The study, which you can read by clicking on Free To Teach: What teachers say about teaching in public and private schools, uncovers a huge problem in our nation’s public schools. Here’s a passage from the executive summary:
These are eye-opening data for the teaching profession. They show that public school teachers are currently working in a school system that doesn’t provide the best environment for teaching. Teachers are victims of the dysfunctional government school system right alongside their students. Much of the reason government schools produce mediocre results for their students is because the teachers in those schools are hindered from doing their jobs as well as they could and as well as they want to. By listening to teachers in public and private schools, we discover numerous ways in which their working conditions differ — differences that certainly help explain the gap in educational outcomes between public and private schools. Exposing schools to competition, as is the case in the private school sector, is good for learning partly because it’s good for teaching.
Here are some revealing results from the research (response levels are given in the study document):
Private school teachers are more likely to say:
- “I plan to remain in teaching as long as I am able.”
- “I have a great deal of control over selecting textbooks and other instructional materials in my classroom.”
- “I have a great deal of control over selecting content, topics, and skills to be taught in my classroom.”
- “I have a great deal of control over disciplining students in my classroom.”
- “Necessary materials such as textbooks, supplies, and copy machines are available as needed.”
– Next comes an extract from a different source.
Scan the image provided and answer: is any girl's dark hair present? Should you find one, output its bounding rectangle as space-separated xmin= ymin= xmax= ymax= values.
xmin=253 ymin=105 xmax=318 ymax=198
- “I am given the support I need to teach students with special needs.”
Public school teachers are more likely to say:
- “I plan to remain in teaching until I am eligible for retirement”
- “Routine duties and paperwork interfere with my job of teaching.”
- “The level of student misbehavior in this school interferes with my teaching.”
- “The stress and disappointments involved in teaching at this school aren’t really worth it.”
- “A student has threatened to physically injure me.”
- “A student has physically attacked me.”
The study concludes “Private school teachers consistently report having better working conditions than public school teachers across a wide variety of measurements. Most prominently, private schools provide teachers with more classroom autonomy, a more supportive school climate, and better student discipline. It appears that the dysfunctions of the government school system — long evident in mediocre educational outcomes — are a problem for teachers as well as for students.”
A question I have is this: Since nearly all public school teachers belong to a union and practically no private school teachers belong, what are the teachers unions doing? Don’t the unions care about the working conditions of their members?
Last fall working conditions in USD 259, the Wichita public school district, became an issue when Larry Landwehr, president of United Teachers of Wichita, the union for Wichita public school teachers, addressed the board. In coverage at In Wichita, public school teacher working conditions are an issue, Landwehr specifically cited “current economic conditions that teachers face, the long negotiations, the increased paperwork and workload placed upon educators over the past few years, the decline in academic freedom and professional judgment of the teachers, and the added pressure of meeting AYP.”